O fim da Idade Média: o mundo entre a queda e o reflorescimento

De 1483 a 1546: os dados biográficos de Martinho Lutero e ainda muito mais: é o tempo em que o mundo, por assim dizer, se redescobriu, décadas de descobertas importantes, a passagem da Idade Média para a Idade Moderna.

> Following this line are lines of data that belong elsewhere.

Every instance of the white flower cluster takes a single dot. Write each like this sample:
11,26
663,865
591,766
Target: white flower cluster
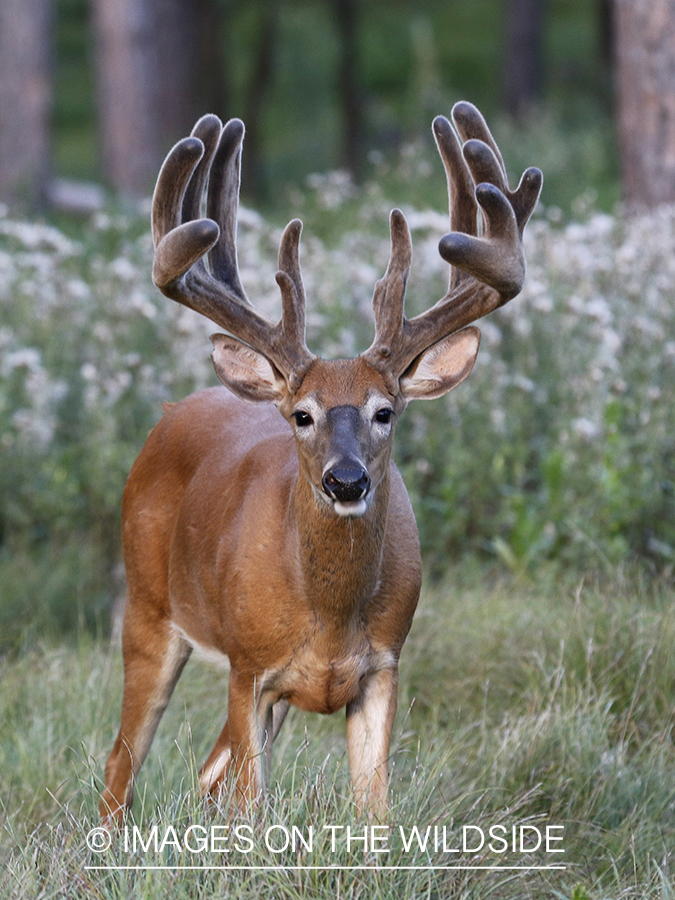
581,365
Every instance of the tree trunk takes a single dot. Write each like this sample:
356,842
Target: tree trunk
264,60
350,101
25,100
523,61
145,54
645,67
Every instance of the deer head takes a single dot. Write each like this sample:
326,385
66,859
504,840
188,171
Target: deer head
342,411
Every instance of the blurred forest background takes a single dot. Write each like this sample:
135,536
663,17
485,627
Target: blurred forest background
557,455
99,89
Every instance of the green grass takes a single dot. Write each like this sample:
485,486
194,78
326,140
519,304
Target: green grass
519,704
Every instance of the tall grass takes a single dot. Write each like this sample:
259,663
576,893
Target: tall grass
518,706
558,451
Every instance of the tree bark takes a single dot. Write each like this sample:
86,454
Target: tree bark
145,55
523,61
645,69
25,100
346,14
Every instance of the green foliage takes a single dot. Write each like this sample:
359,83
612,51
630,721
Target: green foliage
413,62
557,452
517,705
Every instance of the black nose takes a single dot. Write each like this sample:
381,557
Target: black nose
346,483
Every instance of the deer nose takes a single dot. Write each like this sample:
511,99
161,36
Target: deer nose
346,483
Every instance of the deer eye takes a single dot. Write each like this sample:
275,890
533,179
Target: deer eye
302,419
384,415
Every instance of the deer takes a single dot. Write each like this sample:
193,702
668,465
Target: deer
266,526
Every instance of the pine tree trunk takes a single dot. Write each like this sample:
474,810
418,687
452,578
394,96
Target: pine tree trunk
25,100
145,62
645,66
523,55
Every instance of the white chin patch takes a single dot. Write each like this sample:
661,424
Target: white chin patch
352,508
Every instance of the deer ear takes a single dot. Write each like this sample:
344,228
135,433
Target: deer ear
247,373
442,367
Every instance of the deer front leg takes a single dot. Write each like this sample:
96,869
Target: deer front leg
370,718
153,661
244,746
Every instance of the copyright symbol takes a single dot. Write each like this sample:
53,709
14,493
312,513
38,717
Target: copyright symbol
99,840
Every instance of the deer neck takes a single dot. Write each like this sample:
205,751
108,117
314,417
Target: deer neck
340,557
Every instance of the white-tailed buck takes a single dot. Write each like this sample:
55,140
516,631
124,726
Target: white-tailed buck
266,523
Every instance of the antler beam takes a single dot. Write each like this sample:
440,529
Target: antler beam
487,270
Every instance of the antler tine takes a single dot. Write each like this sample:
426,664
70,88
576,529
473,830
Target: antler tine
209,162
461,196
487,270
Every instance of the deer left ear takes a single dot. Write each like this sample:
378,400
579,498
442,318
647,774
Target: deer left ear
247,373
442,367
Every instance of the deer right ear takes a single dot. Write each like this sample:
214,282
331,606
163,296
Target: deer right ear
442,367
247,373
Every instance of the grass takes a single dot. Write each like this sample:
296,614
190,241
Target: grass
520,705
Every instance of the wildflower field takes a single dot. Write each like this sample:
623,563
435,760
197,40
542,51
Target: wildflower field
538,685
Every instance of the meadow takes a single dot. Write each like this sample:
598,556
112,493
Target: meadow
537,685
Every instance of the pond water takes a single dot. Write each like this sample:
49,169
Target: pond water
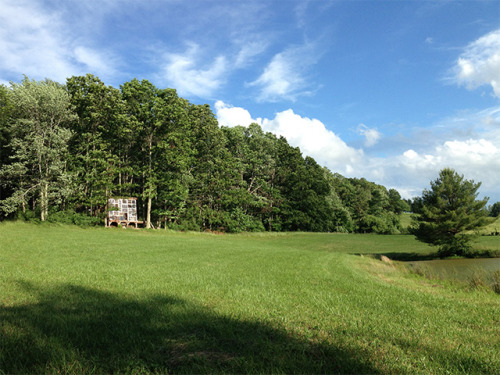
459,269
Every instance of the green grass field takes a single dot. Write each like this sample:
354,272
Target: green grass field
84,301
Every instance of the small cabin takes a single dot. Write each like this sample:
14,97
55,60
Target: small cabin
124,212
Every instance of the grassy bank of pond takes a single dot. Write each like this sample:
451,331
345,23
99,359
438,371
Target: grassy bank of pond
76,300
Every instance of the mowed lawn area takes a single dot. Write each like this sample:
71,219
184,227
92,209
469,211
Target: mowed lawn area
84,301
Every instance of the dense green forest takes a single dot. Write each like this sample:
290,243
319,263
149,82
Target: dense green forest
66,149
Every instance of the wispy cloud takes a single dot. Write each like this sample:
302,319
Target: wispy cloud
189,76
39,43
479,64
472,148
285,77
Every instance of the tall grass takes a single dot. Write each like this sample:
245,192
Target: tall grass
122,301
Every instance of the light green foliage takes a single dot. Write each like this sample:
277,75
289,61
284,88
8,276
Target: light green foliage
185,171
450,209
39,135
94,145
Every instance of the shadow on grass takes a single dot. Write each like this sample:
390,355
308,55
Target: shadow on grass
72,329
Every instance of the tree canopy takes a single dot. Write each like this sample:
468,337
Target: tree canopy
69,148
450,209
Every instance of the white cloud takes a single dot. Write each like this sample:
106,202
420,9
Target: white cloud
411,170
310,135
185,74
39,43
94,60
233,116
371,135
476,159
283,77
479,64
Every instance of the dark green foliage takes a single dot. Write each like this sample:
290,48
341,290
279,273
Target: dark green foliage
186,172
448,210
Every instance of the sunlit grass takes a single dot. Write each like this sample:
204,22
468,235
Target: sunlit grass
109,300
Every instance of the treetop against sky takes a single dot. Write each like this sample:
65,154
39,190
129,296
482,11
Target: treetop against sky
391,91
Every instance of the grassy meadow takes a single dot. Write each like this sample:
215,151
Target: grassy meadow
85,301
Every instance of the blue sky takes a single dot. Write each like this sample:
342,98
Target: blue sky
392,91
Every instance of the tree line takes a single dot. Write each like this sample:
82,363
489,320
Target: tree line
67,148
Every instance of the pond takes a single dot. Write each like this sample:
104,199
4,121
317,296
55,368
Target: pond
458,269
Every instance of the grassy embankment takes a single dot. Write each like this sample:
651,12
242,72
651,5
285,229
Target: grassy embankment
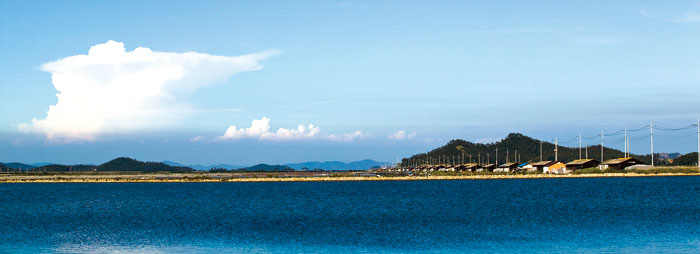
315,176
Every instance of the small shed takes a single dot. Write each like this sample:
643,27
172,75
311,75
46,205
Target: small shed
581,164
524,166
543,166
486,167
557,168
619,163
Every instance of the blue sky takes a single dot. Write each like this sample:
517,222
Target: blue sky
357,71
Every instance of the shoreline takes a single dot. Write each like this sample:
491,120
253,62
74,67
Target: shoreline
192,178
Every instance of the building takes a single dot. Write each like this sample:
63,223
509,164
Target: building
556,168
581,164
543,166
470,167
524,166
506,167
619,163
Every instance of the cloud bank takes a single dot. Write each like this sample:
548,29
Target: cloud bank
402,135
347,137
260,129
111,90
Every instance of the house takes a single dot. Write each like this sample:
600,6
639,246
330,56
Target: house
543,166
466,167
506,167
486,167
619,163
556,168
581,164
524,166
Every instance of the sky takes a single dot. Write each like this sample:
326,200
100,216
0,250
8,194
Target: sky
244,82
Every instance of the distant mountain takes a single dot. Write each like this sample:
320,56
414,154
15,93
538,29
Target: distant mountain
118,164
266,167
129,164
669,155
337,165
203,167
528,150
18,165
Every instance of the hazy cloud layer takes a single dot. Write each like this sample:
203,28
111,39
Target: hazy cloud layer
111,90
347,137
260,129
402,135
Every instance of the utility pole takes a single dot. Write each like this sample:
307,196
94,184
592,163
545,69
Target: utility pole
556,149
626,142
651,129
602,156
579,146
496,155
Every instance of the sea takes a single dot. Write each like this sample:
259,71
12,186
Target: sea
581,215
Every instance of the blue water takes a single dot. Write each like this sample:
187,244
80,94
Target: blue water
655,214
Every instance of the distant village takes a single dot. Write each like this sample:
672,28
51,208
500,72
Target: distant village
546,167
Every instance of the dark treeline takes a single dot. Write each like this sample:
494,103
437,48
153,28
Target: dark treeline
255,168
528,150
118,164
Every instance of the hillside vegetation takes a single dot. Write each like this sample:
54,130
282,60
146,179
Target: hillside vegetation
528,150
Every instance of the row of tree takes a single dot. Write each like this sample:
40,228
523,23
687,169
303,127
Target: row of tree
527,150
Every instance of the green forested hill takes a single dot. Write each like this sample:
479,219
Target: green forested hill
686,160
118,164
527,148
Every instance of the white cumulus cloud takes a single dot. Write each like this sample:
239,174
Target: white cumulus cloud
260,129
347,137
111,90
402,135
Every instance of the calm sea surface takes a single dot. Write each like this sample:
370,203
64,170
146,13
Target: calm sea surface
654,214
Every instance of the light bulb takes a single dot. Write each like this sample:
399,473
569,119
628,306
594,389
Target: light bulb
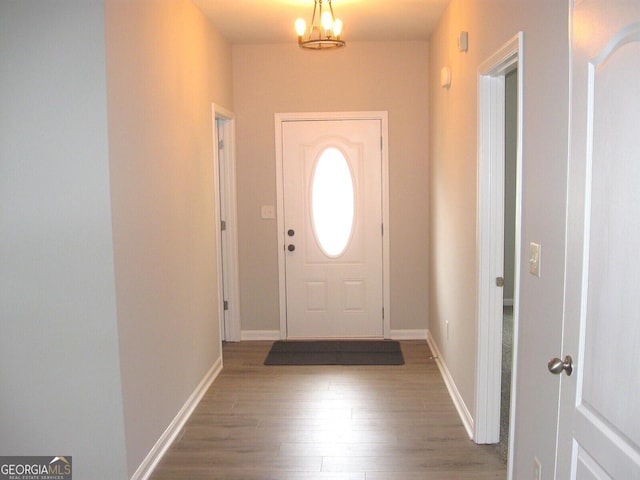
337,27
327,21
301,26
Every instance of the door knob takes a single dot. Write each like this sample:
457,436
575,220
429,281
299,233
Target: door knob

Em nenhum outro período as pessoas eram tão devotas e tementes a Deus, tão atormentadas e aterrorizadas pelo diabo, demônios e pesadelos como acontecia no fim da Idade Média. Medo e preocupação dominavam a existência terrena, doenças e catástrofes anunciavam e próximo e inevitável fim do mundo que parecia ter chegado quando, em 1520, os turcos sitiaram Viena sob o comando de Solimão, o Magnífico. O Renascimento, por sua vez, é um período de progresso econômico, cultural e científico; inventores, descobridores e conquistadores passaram a ver de outro modo o mundo, que havia ficado maior com a descoberta da América: o desenvolvimento vertiginoso da geografia, cartografia e navegação possibilitaram as grandes viagens de descobertas daquele tempo. Artigos preciosos chegavam à Europa através de novas rotas de comércio e as cidades, marcadas pela riqueza gerada pelo comércio, cresciam. A imprensa tinha sido descoberta havia algumas décadas, e Lutero sabia bem que "a palavra impressa tem poder". Humanistas como Erasmo de Roterdã colocavam o homem como indivíduo no centro das suas doutrinas, e artistas como Ticiano, da Vinci, Brueghel ou Dürer buscavam inspiração na Antiguidade e procuravam representar o homem e seu ambiente de modo realista. Surgiam os primeiros relógios de bolso e Nicolau Copérnico declarou em 1543, enquanto Lutero ainda vivia, que o Sol está no centro do Universo e, com isso, iniciou a maior revolução científica do milênio. Lutero discordava totalmente dessa descoberta, ele dizia que "aquele louco queria inverter toda a astronomia". O fato de ele estar enganado quanto a isso não muda em nada o grande feito de Lutero, que desencadeou uma revolução da fé e do espírito. O tempo já estava propício, a crítica ao comportamento dos religiosos estava cada vez mais audível por toda parte porque cardinais, bispos, sacerdotes e monges pregavam uma coisa, mas faziam outra e isso comprova a observação escrita em 1516 por um cronista da época: "Muitos aqui apenas aguardam pelo homem certo para dizer o que pensam de Roma". Ele tinha razão: apenas um ano depois Lutero afixava suas Teses em Wittenberg.